GWAS-identified mutations help predict TB treatment outcomes

To identify the risk factors for poor TB treatment outcomes, we used logistic regression that included both the patients’ clinical characteristics and the bacterial factors associated with poor outcomes. We found that patient age, sex, duration of diagnostic delay, and the GWAS-identified fixed mutations were all independently associated with poor TB outcomes (Figure 4A). We then performed logistic regression with the identified risk factors to construct a clinical prediction model that is depicted graphically by the nomogram (Figure 4B). For example, in a 65-year-old male TB patient with a 4 month delay in diagnosis, the risk of poor outcome would increase from 5.4 to 17.4% if his MTB isolate contained at least one GWAS-identified mutation.

Effects of genome-wide association study (GWAS) identified mutations on tuberculosis treatment outcomes.

(A) Univariable and multivariable logistic regression on the risk factors for poor treatment outcomes. (B) Nomogram for predicting the probability of poor treatment outcomes. (C) ROC curves are based on risk factors that may be predictive of tuberculosis treatment outcomes. p-value <0.05 was considered significant. *p<0.05, **p<0.01, ***p<0.001.

The ROC curve for the clinical prediction model based only on host risk factors had an AUC of 0.70, which was significantly higher than the AUC of 0.58 (DeLong’s test, p<0.001) when only GWAS-identified bacterial mutations were included (Figure 4C). However, when both host factors and GWAS-identified mutations were included in the model, the AUC for predicting poor treatment outcomes increased significantly (DeLong’s test, p=0.01) from 0.70 to 0.74, with a sensitivity of 0.85 and specificity of 0.55 (Figure 4C). Based on this analysis, it appears that genomic variants of the infecting MTB strain may be markers for poor tuberculosis treatment outcomes.

Discussion

To our knowledge, this is the first comprehensive evaluation of the contribution of bacterial genetic factors to poor treatment outcomes in drug-susceptible TB patients. Although our analysis showed that, as expected, patient characteristics of age, sex, and duration of diagnostic delay were associated with poor TB treatment outcomes, it also found fourteen bacterial genomic variants that were associated with an increased risk of poor treatment outcomes. The best clinical prediction model, with an AUC of 0.74, incorporates both host and bacterial risk factors. In a setting where the genomes of all MTB isolates are sequenced, these risk factors may provide a rationale for developing personalized approaches to tuberculosis treatment.

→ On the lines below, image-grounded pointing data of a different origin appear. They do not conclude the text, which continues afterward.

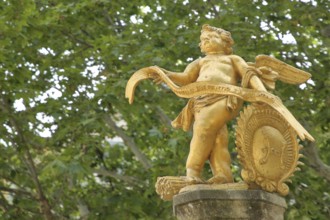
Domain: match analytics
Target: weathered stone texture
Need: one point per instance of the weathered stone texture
(229, 204)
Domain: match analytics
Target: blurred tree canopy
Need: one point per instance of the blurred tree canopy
(71, 145)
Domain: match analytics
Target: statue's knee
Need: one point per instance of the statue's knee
(203, 130)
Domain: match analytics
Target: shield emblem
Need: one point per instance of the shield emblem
(267, 148)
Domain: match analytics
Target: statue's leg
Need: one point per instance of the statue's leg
(207, 123)
(220, 159)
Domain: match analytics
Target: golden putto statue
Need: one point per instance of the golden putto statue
(217, 85)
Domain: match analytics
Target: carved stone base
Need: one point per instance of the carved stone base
(228, 204)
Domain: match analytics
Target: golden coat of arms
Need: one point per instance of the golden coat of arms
(267, 148)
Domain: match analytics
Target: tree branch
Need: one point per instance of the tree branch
(27, 159)
(16, 191)
(104, 172)
(129, 142)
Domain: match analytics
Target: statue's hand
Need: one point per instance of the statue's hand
(156, 78)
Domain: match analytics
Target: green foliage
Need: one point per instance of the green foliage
(63, 71)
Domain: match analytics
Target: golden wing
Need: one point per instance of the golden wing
(287, 73)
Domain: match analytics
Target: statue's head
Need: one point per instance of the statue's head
(226, 40)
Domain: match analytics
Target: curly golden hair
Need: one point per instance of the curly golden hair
(225, 36)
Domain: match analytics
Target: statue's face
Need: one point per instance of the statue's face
(211, 42)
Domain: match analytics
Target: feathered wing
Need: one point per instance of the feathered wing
(202, 88)
(286, 73)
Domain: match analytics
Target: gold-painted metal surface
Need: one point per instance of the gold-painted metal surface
(216, 85)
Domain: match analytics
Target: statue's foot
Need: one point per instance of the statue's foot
(193, 179)
(218, 179)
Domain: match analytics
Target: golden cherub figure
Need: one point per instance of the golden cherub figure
(211, 83)
(211, 112)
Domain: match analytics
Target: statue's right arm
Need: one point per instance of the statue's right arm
(189, 75)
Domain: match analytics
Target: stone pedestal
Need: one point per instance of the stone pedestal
(228, 204)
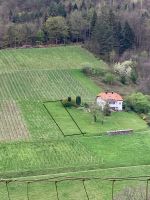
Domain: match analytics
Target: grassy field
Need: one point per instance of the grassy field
(70, 57)
(31, 143)
(84, 119)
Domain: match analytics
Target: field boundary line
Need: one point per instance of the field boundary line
(54, 120)
(65, 135)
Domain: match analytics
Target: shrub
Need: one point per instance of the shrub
(69, 99)
(68, 104)
(93, 71)
(138, 102)
(109, 78)
(126, 70)
(106, 110)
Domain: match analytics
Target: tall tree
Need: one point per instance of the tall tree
(56, 28)
(128, 37)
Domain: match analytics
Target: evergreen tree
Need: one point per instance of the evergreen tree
(103, 37)
(75, 7)
(93, 21)
(119, 39)
(128, 37)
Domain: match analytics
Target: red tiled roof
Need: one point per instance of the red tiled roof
(110, 96)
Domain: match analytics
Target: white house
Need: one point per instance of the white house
(114, 100)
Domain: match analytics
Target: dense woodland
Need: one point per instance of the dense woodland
(115, 30)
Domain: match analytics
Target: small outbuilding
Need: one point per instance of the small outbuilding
(114, 100)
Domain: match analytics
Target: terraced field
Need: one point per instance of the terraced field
(32, 144)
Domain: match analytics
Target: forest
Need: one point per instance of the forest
(114, 30)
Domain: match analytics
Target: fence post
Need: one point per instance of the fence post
(56, 190)
(28, 190)
(147, 188)
(7, 190)
(83, 181)
(113, 184)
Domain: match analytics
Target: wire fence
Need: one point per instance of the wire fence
(57, 180)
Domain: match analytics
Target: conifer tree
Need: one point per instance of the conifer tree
(93, 21)
(129, 37)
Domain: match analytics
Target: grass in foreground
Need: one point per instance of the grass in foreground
(66, 57)
(84, 119)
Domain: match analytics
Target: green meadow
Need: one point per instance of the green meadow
(32, 145)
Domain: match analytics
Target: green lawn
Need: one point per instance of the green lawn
(84, 119)
(67, 57)
(27, 78)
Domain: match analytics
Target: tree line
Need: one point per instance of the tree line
(106, 27)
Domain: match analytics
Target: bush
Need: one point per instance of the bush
(138, 102)
(68, 104)
(93, 71)
(106, 110)
(109, 78)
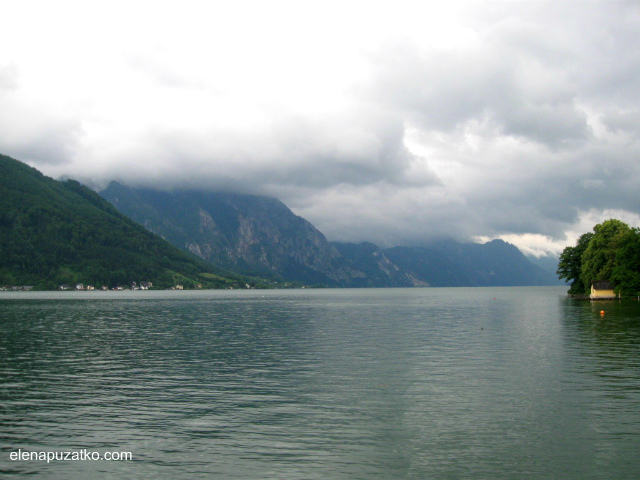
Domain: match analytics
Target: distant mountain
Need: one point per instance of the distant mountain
(54, 232)
(261, 235)
(449, 263)
(251, 234)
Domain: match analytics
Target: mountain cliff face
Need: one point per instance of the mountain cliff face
(243, 232)
(54, 232)
(452, 264)
(261, 235)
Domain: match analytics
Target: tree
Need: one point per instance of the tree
(599, 258)
(626, 271)
(570, 265)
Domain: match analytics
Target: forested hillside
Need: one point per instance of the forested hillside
(54, 233)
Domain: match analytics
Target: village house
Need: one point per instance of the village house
(602, 290)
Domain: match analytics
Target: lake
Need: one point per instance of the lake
(425, 383)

GWAS has yielded remarkable advances in the understanding of complex traits and has identified hundreds of genetic risk variants in humans (Uffelmann et al., 2021), including genetic polymorphisms associated with increased susceptibility to TB (Quistrebert et al., 2021; Zheng et al., 2018). With the increasing availability of bacterial WGS data, it is now possible to use GWAS to probe the relationship between pathogen genotypes and clinical disease phenotypes. GWAS has identified genetic determinants of MTB drug resistance (Coll et al., 2018; Farhat et al., 2013), TB transmission (Sobkowiak et al., 2020), virulence (Genestet et al., 2022) and host preference (Luo et al., 2022). In this study, GWAS was used to identify bacterial genetic variants associated with poor treatment outcomes in patients with drug-susceptible TB and assess their impact on outcomes.

While this study found mutations in the MTB genome that were associated with poor treatment outcomes, models that consider only bacterial factors were poor predictors of outcome, with an AUC of only 0.58. Furthermore, only 24.2% (22/91) of patients with poor outcomes carried at least one of the GWAS-identified fixed mutations (Figure 2—source data 1), and therefore these mutations played no role in the majority of poor outcomes. The 237 GWAS-identified unfixed mutations are diverse (Figure 2—figure supplement 1) and have a mutation frequency that is generally only 5%–10% (Figure 2—figure supplement 3). The low frequency of these diverse unfixed mutations suggests they may confer a relatively small selective advantage without any preferential mutation types or increasing mutation frequency. In addition, none of the GWAS-identified unfixed mutations were among the 14 GWAS-identified fixed mutations, suggesting the unfixed mutations merely reflect individual genetic features of the particular MTB isolate with no evidence of homoplastic fixation in the bacterial population.

There is evidence, although limited, that genes carrying the fourteen fixed GWAS-identified mutations play a role in the response to first-line drug and hypoxic stress. The otsB1 gene harbors the mutation with the strongest association and encodes trehalose-6-phosphate phosphatase, which has been associated with rifampicin tolerance under hypoxic stress (Jakkala and Ajitkumar, 2019). The E2 component of pyruvate dehydrogenase, encoded by dlaT, is required for optimal MTB growth and resistance to reactive nitrogen intermediates (RNI) and immune killing by host cells (Shi and Ehrt, 2006; Tian et al., 2005). Most of the genes carrying the fourteen GWAS-identified fixed mutations were rarely reported in previous large-scale GWAS of drug-resistant MTB (Coll et al., 2018; Farhat et al., 2013; Naz et al., 2023), and none of the fourteen mutations were reported in these studies. However, two of the genes in which the mutations were found had been previously identified as potentially associated with first-line drug resistance (Farhat et al., 2013): CtpB, a probable cation-transporter P-type ATPase B; and MetA, a probable homoserine O-acetyltransferase. Our inference that the fourteen fixed mutations had only limited effects on treatment outcome would explain why: they were not identified in previous studies; isolates from only 24.2% (22/91) of patients carried any of these 14 mutations; and none of the mutations were shared amongst all 22 patients.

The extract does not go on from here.